Karin Frick: Auch das ist nicht abzustreiten. Beispielweise wird gerade intensiv diskutiert, ob nur noch fliegen darf, wer einen „Gesundheitspass“ hat, d.h. wer nachweislich kein Fieber und keine anderen Krankheitssymptome aufweist. Dass das so kommt, halte ich für sehr realistisch. In Zukunft kann auch niemand mehr mit einem Schnupfen ins Büro.
Menschen aus der Risikogruppe werden auch zunehmend ausgeschlossen: Man schließt sie aus zum eigenen Schutz, das heißt aber trotzdem, sie können zu einem großen Teil nicht am gesellschaftlichen Leben teilhaben. Zum Beispiel an Fussballspielen oder Konzerten, wo die Zuschaueenden eng nebeneinander sitzen.

Gab Corona einen Innovationsschub für Unternehmen?

Karin Frick: Ja, auf jeden Fall. Weil es ums Überleben ging, wurden viele kreativer. Es wurde mehr möglich, weil der alte Weg keine Alternative mehr war. So entstand eine neue Toleranz und Offenheit auch für Projekte, die lange in der Schublade lagen. Einfach mal machen war die Devise! Dazu kommt, dass ja auch viele nicht gesundheitlich bedroht waren und Zeit hatten, so dass die Ideen sprudeln konnten.

Welche Verhaltensweisen oder Regeln aus der Corona-Zeit werden bleiben?
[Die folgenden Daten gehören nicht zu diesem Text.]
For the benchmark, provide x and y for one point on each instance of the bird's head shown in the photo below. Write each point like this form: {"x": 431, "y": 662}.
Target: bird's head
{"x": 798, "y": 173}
Karin Frick: Die Sicherheitsmaßnahmen werden bleiben, zum Beispiel die eben schon angesprochenen Gesundheitstests. Die potenziellen Folgekosten wären ohne diese Tests auf Dauer einfach zu hoch. Stellen Sie sich vor, sie müssten regelmäßig ein ganzes Schiff in Quarantäne stellen. Dagegen wird die Produktion der Tests schnell billiger und die Logistik immer einfacher werden. So könnten die Tests einfach in den Apotheken durchzuführen sein, kurz vor dem Abflug.
Generell zeigt die Erfahrung: Die Gesellschaft entscheidet sicher immer eher für mehr Sicherheit als für mehr Privatheit.

Wie können sich Unternehmen auf diese Veränderungen nach der Corona-Pandemie einstellen?
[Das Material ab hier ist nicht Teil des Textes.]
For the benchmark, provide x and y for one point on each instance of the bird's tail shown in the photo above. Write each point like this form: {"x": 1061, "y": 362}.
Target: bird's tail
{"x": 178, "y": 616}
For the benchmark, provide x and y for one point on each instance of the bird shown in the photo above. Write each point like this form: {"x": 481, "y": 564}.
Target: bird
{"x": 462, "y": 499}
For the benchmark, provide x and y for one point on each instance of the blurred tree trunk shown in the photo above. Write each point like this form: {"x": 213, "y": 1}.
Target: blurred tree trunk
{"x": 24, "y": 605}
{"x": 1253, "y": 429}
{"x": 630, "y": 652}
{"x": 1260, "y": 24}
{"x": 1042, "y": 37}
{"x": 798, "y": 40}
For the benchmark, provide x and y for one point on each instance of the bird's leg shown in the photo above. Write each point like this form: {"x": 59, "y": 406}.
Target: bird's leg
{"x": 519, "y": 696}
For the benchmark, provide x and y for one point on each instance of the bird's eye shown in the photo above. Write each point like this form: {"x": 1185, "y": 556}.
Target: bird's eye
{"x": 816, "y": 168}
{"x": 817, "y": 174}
Karin Frick: Das Sicherheitsbedürfnis der Kundinnen und Kunden wird größer – da zu schauen, was bieten wir an, wo haben wir Möglichkeiten, uns zu optimieren, macht auf jeden Fall Sinn. Zudem bietet diese Zeit eine große Chance, Dinge zu automatisieren, um sie berührungsfrei zu gestalten. Hier lohnen sich Innovationen. Auch macht es als Unternehmen Sinn zu schauen: Was können wir vor Ort oder im Inland produzieren und wie könnten wir die regionalen Wertschöpfungsnetze stärken.
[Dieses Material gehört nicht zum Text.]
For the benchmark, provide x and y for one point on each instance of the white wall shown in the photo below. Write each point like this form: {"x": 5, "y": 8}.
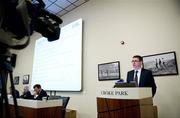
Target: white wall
{"x": 146, "y": 26}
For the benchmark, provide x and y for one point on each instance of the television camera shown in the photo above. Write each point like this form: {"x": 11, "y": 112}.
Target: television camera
{"x": 18, "y": 20}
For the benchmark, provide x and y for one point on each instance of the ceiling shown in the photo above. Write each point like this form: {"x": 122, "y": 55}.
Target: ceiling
{"x": 62, "y": 7}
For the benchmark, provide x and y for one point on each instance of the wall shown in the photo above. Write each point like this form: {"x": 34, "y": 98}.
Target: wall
{"x": 146, "y": 26}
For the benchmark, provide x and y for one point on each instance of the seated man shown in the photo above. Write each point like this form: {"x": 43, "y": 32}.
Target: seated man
{"x": 26, "y": 93}
{"x": 39, "y": 92}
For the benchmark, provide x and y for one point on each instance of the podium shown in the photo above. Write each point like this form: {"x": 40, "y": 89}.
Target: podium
{"x": 37, "y": 108}
{"x": 125, "y": 103}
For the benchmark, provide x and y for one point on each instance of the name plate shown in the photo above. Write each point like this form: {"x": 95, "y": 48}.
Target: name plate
{"x": 124, "y": 93}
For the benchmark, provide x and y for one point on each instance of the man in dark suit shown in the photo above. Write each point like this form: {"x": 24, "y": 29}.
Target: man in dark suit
{"x": 39, "y": 92}
{"x": 142, "y": 77}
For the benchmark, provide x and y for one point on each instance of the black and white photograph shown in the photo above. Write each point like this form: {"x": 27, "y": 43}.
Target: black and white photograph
{"x": 161, "y": 64}
{"x": 26, "y": 79}
{"x": 109, "y": 71}
{"x": 16, "y": 80}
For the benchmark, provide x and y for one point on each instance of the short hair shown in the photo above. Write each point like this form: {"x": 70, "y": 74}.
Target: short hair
{"x": 37, "y": 86}
{"x": 139, "y": 57}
Wie wird sich die Energiebranche ändern?

Karin Frick: Die lokale Produktion von Energie in Nachbarschaften wird neu bewertet werden. Auch die autarke Erzeugung von Energie für den Alltag und eben nicht vorhersehbare Notfälle gewinnt an Bedeutung.
Zudem gehen wir vom Erlebnis- hin zum Versorgungskonsum: Die Kundinnen und Kunden sind dankbarer und aufmerksamer für Versorgungslösungen und setzen mehr auf Sicherheit. Ein aktives Krisenmanagement und eine sichere Stromversorgung sind von elementarer Bedeutung, auch in der öffentlichen Wahrnehmung. Die Wertschätzung der Grundversorgung ist immens gestiegen. Investitionen in den Ausbau von Infrastrukturen werden in Zukunft mit sicher von der Mehrheit der Bevölkerung unterstützt.

karin frick

Karin Frick ist eine Schweizer Trend- und Zukunftsforscherin. Sie ist Leiterin Research und Mitglied der Geschäftsleitung des Schweizer Think Tank's GDI (Gottlieb Duttweiler Institute). Sie befasst sich seit ihrem Studium an der Universität St. Gallen (HSG) in verschiedenen Funktionen mit Zukunftsthemen, gesellschaftlichem Wandel, Innovation und Veränderungen von Menschen und Märkten.